In a statement Friday after the Republicans successfully filed the bill to create the commission, Pelosi identified that as not working.

“Democrats will find the truth while respecting our responsibility to the Congress we serve and to the country we love,” Pelosi said.

Republicans said Friday they recognized this as the next step. Opposing the commission, Senate Republicans said it would be easier to argue that if Pelosi went that route, such an investigation would be conducted to help Democrats in the 2022 midterm elections.

Other Republicans, however, are perplexed that their colleagues will not approve of the bipartisan commission, arguing that their party control will give Democrats, who are almost certain to carry out a headline-grabbing investigation into everything that happened on January 6.

“Without this commission, there would be more investigations,” said Louisiana Republican Sen. Bill Cassidy said The other five are Senate Republicans To present action for discussion. “But it will be a House select committee set up by Speaker Pelosi – its nature will be dictated by the Democrats and will last for many years.”

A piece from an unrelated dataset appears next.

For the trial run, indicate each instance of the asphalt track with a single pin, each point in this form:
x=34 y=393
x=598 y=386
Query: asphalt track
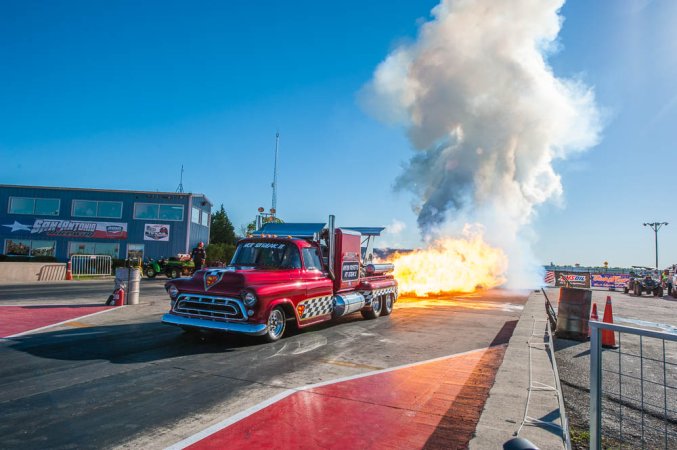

In the Senate, two separate committees, the Rules Committee and the Homeland Security and Government Affairs Committee, will issue a report on the week of June 7 to investigate the lack of a security product. But those inquiries focus less narrowly on the reasons behind the uprising, in an attempt to respond that day.

On Friday, Senate Majority Leader Chuck Schumer said he would not comment if he believed his group leaders should conduct their own investigation into the attack.

But the New York Democrats made it clear that they thought the council should move forward.

“We wanted to do it two-party,” Schumer said. “Every Democrat voted for both parties, but the facts must come out,” he said when asked if the findings of the Democrat-led panel were credible.

Ali Jaslov contributed to this story.